Die Google-Suche zeigt, wo die Menschen am meisten über den Klimawandel besorgt sind

Die Google-Suche zeigt, wo die Menschen am meisten über den Klimawandel besorgt sind
Eine praktische Informationsquelle für große und kleine Fragen. TheDigitalWay / Pixabay, CC BY ,

Was machst du, wenn du eine Frage hast? Sie googeln es wahrscheinlich.

Gemäß Google Trends, in 2017 wollten die Australier unbedingt etwas über Tennis, Sophie Monk, Zappelspinner und Bitcoin wissen. Neben diesen möglicherweise trivialen Fragen haben unsere Google-Suchanfragen auch unsere Bedenken hinsichtlich extremer Wetterereignisse wie Cyclone Debbie, Hurricane Irma und dem Bali-Vulkan deutlich gemacht.

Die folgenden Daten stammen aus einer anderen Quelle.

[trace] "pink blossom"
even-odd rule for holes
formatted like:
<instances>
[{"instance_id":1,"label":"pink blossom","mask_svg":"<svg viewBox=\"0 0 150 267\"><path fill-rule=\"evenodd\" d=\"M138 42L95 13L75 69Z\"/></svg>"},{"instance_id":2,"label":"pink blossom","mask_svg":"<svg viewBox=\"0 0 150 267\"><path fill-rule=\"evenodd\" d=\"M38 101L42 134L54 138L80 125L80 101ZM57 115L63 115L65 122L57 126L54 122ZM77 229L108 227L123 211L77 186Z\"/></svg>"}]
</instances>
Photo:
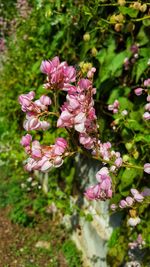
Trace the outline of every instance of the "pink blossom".
<instances>
[{"instance_id":1,"label":"pink blossom","mask_svg":"<svg viewBox=\"0 0 150 267\"><path fill-rule=\"evenodd\" d=\"M132 206L134 203L134 199L132 197L126 197L126 202L128 204L128 206Z\"/></svg>"},{"instance_id":2,"label":"pink blossom","mask_svg":"<svg viewBox=\"0 0 150 267\"><path fill-rule=\"evenodd\" d=\"M150 102L150 95L147 96L147 102Z\"/></svg>"},{"instance_id":3,"label":"pink blossom","mask_svg":"<svg viewBox=\"0 0 150 267\"><path fill-rule=\"evenodd\" d=\"M67 62L60 62L58 57L51 61L42 61L41 71L47 75L46 88L66 89L70 82L75 82L76 71L74 67L68 66Z\"/></svg>"},{"instance_id":4,"label":"pink blossom","mask_svg":"<svg viewBox=\"0 0 150 267\"><path fill-rule=\"evenodd\" d=\"M141 195L143 197L150 196L150 188L144 188L144 190L141 192Z\"/></svg>"},{"instance_id":5,"label":"pink blossom","mask_svg":"<svg viewBox=\"0 0 150 267\"><path fill-rule=\"evenodd\" d=\"M32 136L30 134L26 134L25 136L22 137L21 139L21 145L26 147L30 145L30 142L32 141Z\"/></svg>"},{"instance_id":6,"label":"pink blossom","mask_svg":"<svg viewBox=\"0 0 150 267\"><path fill-rule=\"evenodd\" d=\"M150 103L147 103L147 104L145 105L145 110L150 111Z\"/></svg>"},{"instance_id":7,"label":"pink blossom","mask_svg":"<svg viewBox=\"0 0 150 267\"><path fill-rule=\"evenodd\" d=\"M108 110L113 111L113 113L118 113L119 101L115 100L112 105L108 105Z\"/></svg>"},{"instance_id":8,"label":"pink blossom","mask_svg":"<svg viewBox=\"0 0 150 267\"><path fill-rule=\"evenodd\" d=\"M136 89L134 89L134 93L135 93L137 96L141 95L142 92L143 92L143 88L136 88Z\"/></svg>"},{"instance_id":9,"label":"pink blossom","mask_svg":"<svg viewBox=\"0 0 150 267\"><path fill-rule=\"evenodd\" d=\"M128 219L127 224L130 225L130 226L132 226L132 227L134 227L134 226L136 226L137 224L139 224L140 221L141 221L141 219L140 219L139 217L130 218L130 219Z\"/></svg>"},{"instance_id":10,"label":"pink blossom","mask_svg":"<svg viewBox=\"0 0 150 267\"><path fill-rule=\"evenodd\" d=\"M98 182L101 182L104 179L109 178L109 171L107 167L101 168L97 173L96 173L96 179Z\"/></svg>"},{"instance_id":11,"label":"pink blossom","mask_svg":"<svg viewBox=\"0 0 150 267\"><path fill-rule=\"evenodd\" d=\"M150 174L150 163L145 163L144 164L144 171L148 174Z\"/></svg>"},{"instance_id":12,"label":"pink blossom","mask_svg":"<svg viewBox=\"0 0 150 267\"><path fill-rule=\"evenodd\" d=\"M49 106L51 105L52 101L50 99L49 96L46 96L46 95L42 95L40 97L40 102L44 105L44 106Z\"/></svg>"},{"instance_id":13,"label":"pink blossom","mask_svg":"<svg viewBox=\"0 0 150 267\"><path fill-rule=\"evenodd\" d=\"M111 210L115 211L117 209L117 205L116 204L111 204L110 208L111 208Z\"/></svg>"},{"instance_id":14,"label":"pink blossom","mask_svg":"<svg viewBox=\"0 0 150 267\"><path fill-rule=\"evenodd\" d=\"M126 208L128 206L128 203L125 201L125 200L121 200L120 202L119 202L119 207L121 208L121 209L124 209L124 208Z\"/></svg>"},{"instance_id":15,"label":"pink blossom","mask_svg":"<svg viewBox=\"0 0 150 267\"><path fill-rule=\"evenodd\" d=\"M94 76L94 73L96 72L96 68L91 68L89 71L88 71L88 73L87 73L87 77L89 78L89 79L92 79L93 78L93 76Z\"/></svg>"},{"instance_id":16,"label":"pink blossom","mask_svg":"<svg viewBox=\"0 0 150 267\"><path fill-rule=\"evenodd\" d=\"M143 118L144 118L144 120L150 120L150 113L149 112L145 112L143 114Z\"/></svg>"}]
</instances>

Unsere Forschung, veröffentlicht in der Zeitschrift Climatic Changeschlägt vor, dass Google-Suchverlaufsdaten als "Barometer für das soziale Bewusstsein" verwendet werden können, um das Bewusstsein der Gemeinden für den Klimawandel und ihre Anpassungsfähigkeit daran zu messen.

Wir haben festgestellt, dass Fidschi, die Salomonen und Vanuatu laut ihrer Google-Suche das höchste Bewusstsein für den Klimawandel aufweisen - wie es von Inselstaaten zu erwarten ist, in denen der Klimawandel eine dringende Realität ist. Australien liegt dicht dahinter und verfügt trotz des derzeitigen Mangels an politischen Maßnahmen über ein hohes Maß an öffentlichem Wissen über den Klimawandel.

Die Google-Suche ist wie ein Fenster in die Fragen und Bedenken, die das kollektive Denken der Gesellschaft betreffen. Es wurden Suchanfragen verwendet, um Epidemiologen auf Grippeausbrüche aufmerksam zu machen (wenn auch mit wechselnder Erfolg) und um zu beurteilen, wie Gemeinschaften reagieren können extreme Wetterereignisse wie Hurrikane.

politisch
Für das Klima googeln. Suchmaschinenland / flickr

Die Diskussion über Klimaschutzmaßnahmen wie „Anpassung“ dreht sich häufig um bekannte und gefährdete Orte wie die Pazifikinseln. Wenn der Meeresspiegel steigt, müssen sich die Gemeinden anpassen, indem sie Mauern errichten oder im Extremfall umziehen.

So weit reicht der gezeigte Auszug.